Things could probably have been done differently. The point was when and how that decision was taken. The fundamental objective of last year’s quarantine was to prepare the health system. We can be proud that no Argentine died for lack of an oxygen tube or lack of access to an intensive care bed. More hospitals were built, wards reconditioned and more intensive care beds supplied. That will not happen again this year. More hospitals could be built but the point is we do not have the people to staff them – we cannot multiply therapists. I do not see the need for restrictive measures in the immediate term.
What is the therapeutic role at the moment of treatments like plasma, equine serum or inhaled analgesics?
The only medicine beyond discussion worldwide is dexamethasone, a corticosteroid applied to people requiring oxygen definitely lowers mortality. There are contradictory data regarding the plasma of convalescents. I co-authored a work on equine serum published recently, showing some favourable numbers for intensive care but not demonstrating its use to be clearly superior to not using it. There is no study with any scientific rigour showing inhaled ibuprofen to be useful. Monoclonal antibodies show promising results. Meanwhile a great deal of medicines are being researched – antiviral drugs, immune response modifiers. Paradoxically, we are more behind with the therapy than with the vaccines.
Is the most terrifying dystopia of the virus evolving resistance to vaccines and returning to the situation of 2019 feasible?
I don’t think that will happen. Every year we are vaccinated against influenza and if you get your flu jab this year, it won’t be with a strain from 2019 or 2020. The worst scenario is indeed needing new vaccines every year. The world is so developed in scientific and technical terms that it permits us to view that situation with relative optimism. At this moment vaccines are being researched for new strains. From Pfizer downwards, every lab is working on trying out vaccines against the English, South African and Brazilian variants and those to come (which we cannot rule out). The virus is cunning but I believe that the scientists working on this are more cunning.
Would other pandemics be unimaginable?
I wouldn’t say unfounded, not impossible but I see it as improbable that every few years we have a situation like this. Covid-19 is a disease of respiratory transmission. If I had Covid and we were speaking side by side without face-masks, I could infect you during this interview. That does not happen with other very severe illnesses like Ebola, which is why there was no worldwide epidemic for the latter. It depends on the mechanism of transmission and the movement of people. In our culture nothing happening anywhere in the world can be alien to us.
Why is there still no vaccine against AIDS?

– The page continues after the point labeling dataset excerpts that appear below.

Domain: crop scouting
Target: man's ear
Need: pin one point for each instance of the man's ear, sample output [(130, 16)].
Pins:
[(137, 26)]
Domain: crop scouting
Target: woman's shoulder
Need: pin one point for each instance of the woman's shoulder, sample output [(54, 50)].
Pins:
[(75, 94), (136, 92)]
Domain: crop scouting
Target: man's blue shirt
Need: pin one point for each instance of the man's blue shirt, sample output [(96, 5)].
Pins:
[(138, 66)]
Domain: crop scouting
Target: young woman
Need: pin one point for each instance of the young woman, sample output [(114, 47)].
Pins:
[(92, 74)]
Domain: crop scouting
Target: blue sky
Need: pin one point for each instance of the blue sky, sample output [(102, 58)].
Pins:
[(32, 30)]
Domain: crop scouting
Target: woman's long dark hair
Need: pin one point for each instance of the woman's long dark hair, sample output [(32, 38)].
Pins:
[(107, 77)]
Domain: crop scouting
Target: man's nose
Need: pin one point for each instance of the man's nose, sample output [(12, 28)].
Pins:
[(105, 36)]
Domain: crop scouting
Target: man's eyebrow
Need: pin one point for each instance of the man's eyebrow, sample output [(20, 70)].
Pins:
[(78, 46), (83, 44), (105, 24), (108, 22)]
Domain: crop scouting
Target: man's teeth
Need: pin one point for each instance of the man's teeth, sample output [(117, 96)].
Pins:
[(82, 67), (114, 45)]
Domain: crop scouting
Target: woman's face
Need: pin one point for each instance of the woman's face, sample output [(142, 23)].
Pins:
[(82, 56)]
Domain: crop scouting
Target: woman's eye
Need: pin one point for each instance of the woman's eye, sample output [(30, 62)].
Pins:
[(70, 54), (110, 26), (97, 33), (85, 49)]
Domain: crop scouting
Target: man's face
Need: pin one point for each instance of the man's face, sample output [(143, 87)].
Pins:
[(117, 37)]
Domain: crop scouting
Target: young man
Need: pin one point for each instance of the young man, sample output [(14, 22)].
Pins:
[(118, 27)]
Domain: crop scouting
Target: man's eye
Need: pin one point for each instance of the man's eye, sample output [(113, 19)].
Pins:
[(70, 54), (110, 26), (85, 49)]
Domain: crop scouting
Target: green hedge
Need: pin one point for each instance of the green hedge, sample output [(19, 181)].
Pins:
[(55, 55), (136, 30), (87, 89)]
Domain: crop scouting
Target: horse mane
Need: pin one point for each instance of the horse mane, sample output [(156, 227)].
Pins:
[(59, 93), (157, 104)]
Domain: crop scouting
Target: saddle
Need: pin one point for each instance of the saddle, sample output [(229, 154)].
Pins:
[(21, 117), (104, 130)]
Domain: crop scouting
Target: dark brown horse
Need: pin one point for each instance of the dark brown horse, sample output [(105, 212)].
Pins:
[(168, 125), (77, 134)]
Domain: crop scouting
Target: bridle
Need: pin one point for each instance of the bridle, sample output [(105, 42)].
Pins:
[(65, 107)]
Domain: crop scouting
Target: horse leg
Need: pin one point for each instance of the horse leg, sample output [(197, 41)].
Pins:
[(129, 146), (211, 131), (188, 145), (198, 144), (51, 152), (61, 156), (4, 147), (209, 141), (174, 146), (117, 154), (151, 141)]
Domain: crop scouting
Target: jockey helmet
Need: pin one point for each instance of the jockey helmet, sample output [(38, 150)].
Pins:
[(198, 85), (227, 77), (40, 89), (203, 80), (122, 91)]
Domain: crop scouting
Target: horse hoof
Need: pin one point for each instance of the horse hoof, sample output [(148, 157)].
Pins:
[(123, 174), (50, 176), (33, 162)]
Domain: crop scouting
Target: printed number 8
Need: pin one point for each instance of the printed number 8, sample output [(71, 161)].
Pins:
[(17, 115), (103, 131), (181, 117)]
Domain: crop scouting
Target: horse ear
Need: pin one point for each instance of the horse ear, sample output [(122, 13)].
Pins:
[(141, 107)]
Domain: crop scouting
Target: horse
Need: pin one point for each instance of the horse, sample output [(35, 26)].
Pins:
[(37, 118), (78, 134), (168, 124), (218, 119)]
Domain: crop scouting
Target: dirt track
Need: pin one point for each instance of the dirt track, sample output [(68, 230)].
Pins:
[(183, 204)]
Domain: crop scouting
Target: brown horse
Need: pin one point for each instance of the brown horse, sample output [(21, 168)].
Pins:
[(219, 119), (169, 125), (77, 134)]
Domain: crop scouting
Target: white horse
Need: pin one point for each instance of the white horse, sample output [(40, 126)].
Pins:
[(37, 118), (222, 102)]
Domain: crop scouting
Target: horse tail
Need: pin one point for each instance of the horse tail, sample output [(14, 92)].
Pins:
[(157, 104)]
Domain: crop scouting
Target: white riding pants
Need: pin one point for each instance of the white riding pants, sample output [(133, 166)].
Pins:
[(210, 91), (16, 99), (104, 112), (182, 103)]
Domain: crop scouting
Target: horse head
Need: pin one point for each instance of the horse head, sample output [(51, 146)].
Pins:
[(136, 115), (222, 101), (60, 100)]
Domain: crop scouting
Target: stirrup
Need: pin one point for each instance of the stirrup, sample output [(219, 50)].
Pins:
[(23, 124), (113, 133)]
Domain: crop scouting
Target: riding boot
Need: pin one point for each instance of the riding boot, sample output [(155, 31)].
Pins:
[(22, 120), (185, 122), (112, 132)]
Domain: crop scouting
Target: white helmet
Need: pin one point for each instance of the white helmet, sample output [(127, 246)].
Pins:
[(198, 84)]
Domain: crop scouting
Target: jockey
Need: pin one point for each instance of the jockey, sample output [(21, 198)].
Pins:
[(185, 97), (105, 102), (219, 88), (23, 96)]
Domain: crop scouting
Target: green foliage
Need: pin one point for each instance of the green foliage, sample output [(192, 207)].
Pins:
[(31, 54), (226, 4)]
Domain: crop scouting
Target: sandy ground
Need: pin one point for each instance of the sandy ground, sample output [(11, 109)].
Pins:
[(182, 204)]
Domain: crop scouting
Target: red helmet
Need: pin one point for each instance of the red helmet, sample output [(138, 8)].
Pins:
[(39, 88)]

That’s a different situation. Vaccines stimulate the immunological system but with AIDS it is the immune system which is under attack. That’s one of the reasons why it is so difficult to come up with a vaccine. The AIDS virus has an extraordinary capacity to mutate. Will we find something? I hope so.
Did you have any intuition that there was going to be a major public health problem when you decided to dedicate yourself to infectology?
I would be lying if I said I was capable of forecasting the AIDS and Covid-19 pandemics. I chose to specialise in infectology because it is very linked to the social and the only specialty where you fight living enemies – bacteria, parasites, a virus or fungi which also have the capacity to adapt (as can be seen from their growing resistance to antibiotics). Poverty and epidemics feed each other.
You were a member of the Communist Party. How would you define yourself ideologically?
I dropped out of the Communist Party a long time ago, in 1987 or 1988, because I disagreed with many things. I saw that the ideals which led me to join were not matched by reality. Today I would say I was a progressive but I do not belong to any party. I’ve seldom voted for the winner, often for a loser. That’s part of the rules of democracy.
* – This interview was originally conducted for Spanish and has been translated and edited for clarity and length.